17 junho, 2014

A ARTE DE DIALOGAR


Olá, pessoas!


A morte de Sócrates, pintura de Jacques Louis David, 1787


Vi ontem na internet a propaganda de um curso sobre a arte de dialogar. E pensei: já não era sem tempo! Tem gente demais perdendo a elegância; quando não concordam com algum ponto de vista, esquecem logo o debate, abandonam as ideias e atacam as pessoas. Sei lá, parece que são vocacionadas para o confronto. Imagino que aprisionadas em sua estreiteza de espírito, vivam em constante tensão e por isso extravasam suas frustrações, combatendo pessoas em lugar de combater ideias. Uma estupidez pungente. 

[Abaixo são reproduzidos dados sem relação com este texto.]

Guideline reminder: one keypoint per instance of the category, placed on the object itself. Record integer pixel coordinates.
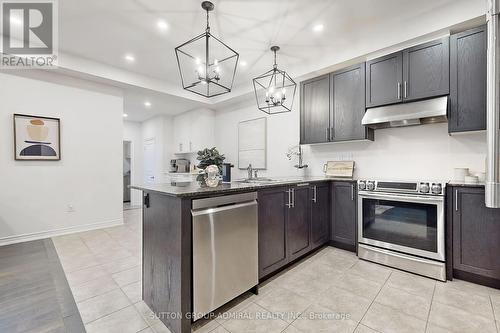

Eu fujo, quero distância dessa grei.

Fujo... mas dia desses, lá no facebook, alguém não gostou de um ponto de vista meu e apelando para a violência, verbalizou uma série de agressões. Tentou me atingir com uma voadora, direto na cara. Mas se deu mal: o golpe falhou. Luta corporal, o conhecido 'vale-tudo' não é comigo. Não atuo nessa área, jogo no campo das ideias.
  
Lembro de Sócrates, importante nome da filosofia ocidental, considerado por seus contemporâneos como um dos homens mais sábios e inteligentes da época, ele vivia dizendo "só sei que nada sei". Para ele o diálogo era a única forma de buscar e transmitir sabedoria e verdade. Ele acreditava que através do diálogo era possível despertar a consciência das pessoas e ajudá-las na busca do saber. 

Eu também penso assim.

Penso no diálogo como uma atitude interna de cada um de nós. Uma exposição pacífica de razões e argumentos, um empenho em tecer uma explicação de coisas que possam ser compartilhadas e entendidas por todos os que têm capacidade de pensar e que buscam não só a verdade, mas os modos de acessá-la. Assuntos, opiniões, livros, músicas, etc são coisas que podem ser compartilhadas, debatidas e compreendidas, ou seja, você toma conhecimento e outras pessoas também, e a partir daí busca-se, no diálogo, as nossas compreensões. O diálogo não é uma via de mão única, ele inclui convergências e divergências.

E suporta os mais variados pontos de vista.

Tenho esperança nas relações dialogais. Talvez os preconceituosos, donos da verdade, me achem sonhadora, e sou mesmo (do contrário eu já teria jogado a toalha e deixado de me ocupar com essas questões). Creio que o que aconteceu lá no FB, foi um modelo de comunicação travada, mas que pode ser melhorado através do diálogo. Dialogando, é possível ampliarmos os limites do espírito, questionarmos nossas próprias idéias e aguçarmos nosso raciocínio, pois como Sócrates não cansa de nos lembrar, nada nos afasta mais do conhecimento do que o pseudo-conhecimento, esse miasma que se parece tanto com o conhecimento, mas que, de fato, não é.

Sem guerras, please, estamos em tempo de paz.